# Looking for Replacement Canopy - 1/32 Fw190D-9



## JKim (Apr 30, 2018)

Hey guys... anyone have a spare canopy for the Hasegawa 1/32 Fw 190D-9 kit? Specifically, the late blown canopy (Part N-1)? Mine is cracked and Hasegawa currently does not have a US Distributor so the Hobbico route came up empty. Willing to trade for the early flat canopy, which I have and is not cracked.


----------



## Crimea_River (Apr 30, 2018)

Sorry, wrong scale for me. Got a few in 1/48 though.


----------



## JKim (Apr 30, 2018)

Thank you for checking, Andy!


----------



## Crimea_River (Apr 30, 2018)

Maybe get a vac-form one from Squadron?


----------



## JKim (Apr 30, 2018)

I didn't think Squadron or Falcon made 1/32 canopies.
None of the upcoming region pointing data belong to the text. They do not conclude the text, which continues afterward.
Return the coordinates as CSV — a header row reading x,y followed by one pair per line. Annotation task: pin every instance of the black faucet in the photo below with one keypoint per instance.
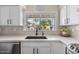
x,y
36,32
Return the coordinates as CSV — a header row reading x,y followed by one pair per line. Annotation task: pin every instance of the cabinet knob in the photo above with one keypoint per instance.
x,y
33,51
37,51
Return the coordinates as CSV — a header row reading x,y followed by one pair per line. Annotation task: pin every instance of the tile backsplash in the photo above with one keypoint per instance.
x,y
19,30
75,30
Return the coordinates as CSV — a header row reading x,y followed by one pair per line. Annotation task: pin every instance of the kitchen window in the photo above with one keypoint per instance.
x,y
44,23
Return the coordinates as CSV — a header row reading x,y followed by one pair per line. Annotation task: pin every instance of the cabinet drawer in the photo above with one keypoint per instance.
x,y
35,44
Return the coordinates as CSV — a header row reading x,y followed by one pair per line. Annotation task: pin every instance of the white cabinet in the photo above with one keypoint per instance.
x,y
35,48
69,15
53,47
74,14
57,47
10,15
64,15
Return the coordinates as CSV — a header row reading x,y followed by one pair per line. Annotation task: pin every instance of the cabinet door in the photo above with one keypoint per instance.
x,y
57,48
35,48
6,48
14,15
43,50
4,15
27,50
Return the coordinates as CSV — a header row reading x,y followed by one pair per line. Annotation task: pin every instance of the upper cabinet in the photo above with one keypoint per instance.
x,y
11,15
69,15
32,9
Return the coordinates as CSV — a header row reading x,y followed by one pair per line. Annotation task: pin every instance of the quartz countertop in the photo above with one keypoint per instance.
x,y
15,38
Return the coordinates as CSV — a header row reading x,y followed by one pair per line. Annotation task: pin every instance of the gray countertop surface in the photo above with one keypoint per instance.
x,y
17,38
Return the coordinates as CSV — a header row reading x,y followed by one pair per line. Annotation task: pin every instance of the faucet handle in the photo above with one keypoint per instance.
x,y
42,33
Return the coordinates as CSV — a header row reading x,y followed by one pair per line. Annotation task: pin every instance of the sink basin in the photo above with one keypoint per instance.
x,y
35,37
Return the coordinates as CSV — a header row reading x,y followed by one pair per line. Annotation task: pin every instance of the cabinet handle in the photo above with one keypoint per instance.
x,y
7,21
37,51
33,51
10,21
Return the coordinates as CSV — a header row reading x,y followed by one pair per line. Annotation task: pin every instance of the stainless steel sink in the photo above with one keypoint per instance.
x,y
36,37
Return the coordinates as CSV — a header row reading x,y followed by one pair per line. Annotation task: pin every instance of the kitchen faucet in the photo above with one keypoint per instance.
x,y
37,32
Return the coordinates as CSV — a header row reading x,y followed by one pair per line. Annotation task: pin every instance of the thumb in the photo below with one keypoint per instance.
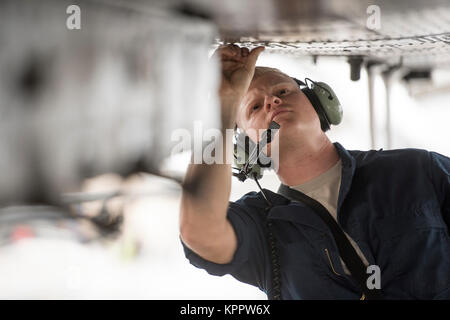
x,y
253,56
I think I've got a couple of leads over at LSP.


----------



## Crimea_River (Apr 30, 2018)

Squadron does but apparently not for the 190.


----------



## JKim (May 1, 2018)

Found one! An LSP member is sending me a replacement!


----------



## Airframes (May 2, 2018)

Great stuff - glad you got it sorted.


----------



## Lucky13 (May 5, 2018)

Cool....was just about to check myself!


----------